From New York he went to Italy at a time when everything was colored by the advance of fascism, a circumstance that made this new territory an inhospitable one for Torres. His stay there lasted a little longer than two years, after which he launched a new experience that was to be a defining one: Paris. Between 1926 and 1932 he lived in the metropolis of modern art. While in each stage of his autobiography he devoted long paragraphs to each of the personages who passed through his life, the relationships that he forged with them and the benefits—or absence of benefits—that they brought him, it is in the Parisian period—as in the Barcelona years—where his story gains greater density. It was in Paris that he entered into intense contact with the avant-garde, where he analytically explored everything from primitive cultures to cubism, passing through neoplasticism, constructivism and finally debating with surrealism.
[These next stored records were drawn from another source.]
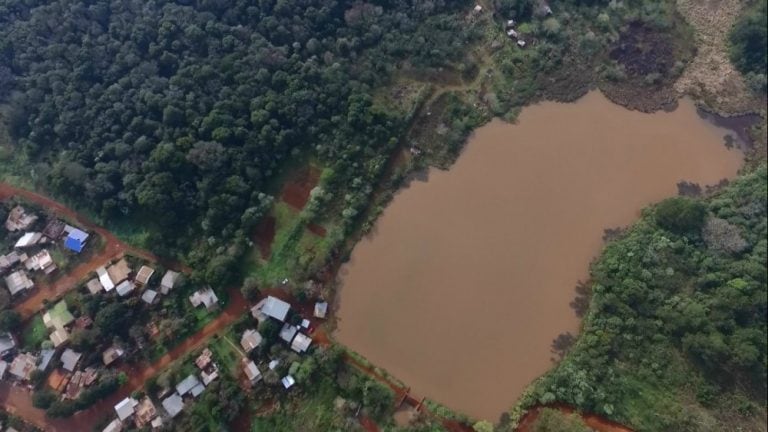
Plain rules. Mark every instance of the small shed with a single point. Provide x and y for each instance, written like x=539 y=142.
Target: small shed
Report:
x=28 y=239
x=69 y=359
x=124 y=408
x=321 y=309
x=169 y=279
x=94 y=286
x=173 y=405
x=75 y=240
x=144 y=274
x=301 y=343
His work was shown in the Salon des Indépendants, and he participated in the organization of an alternative event to the Autumn Salon of 1928, in cooperation with other painters whose work, like his, had been rejected by the Salon jury.He met Michel Seuphor, Theo van Doesburg, Piet Mondrian, and Georges Vantongerloo.From the friendship with Vantongerloo came the Cercle et carré initiative, as well as his affiliation with spaces such as Art concrèt. He also made contact with other Latin American artists who were in Paris during the same period; together they set up the exhibition of Latin American art at Galerie Zak.
All these experiences converged in the formulation of Torres’ esthetic project:universalismo constructivo (universal constructivism), which he would condense in 1944 in the form of a book published by Poseidón in Buenos Aires, a publishing house that arose from the initiative of Spanish republicans exiled in Argentina after the Civil War. Before distilling his work in that extensive book, he had published many articles, lectures and books (see a selected list in the bibliography) that surrounded his painting and gave him a defined position in the history of modern art in Latin America. D. W.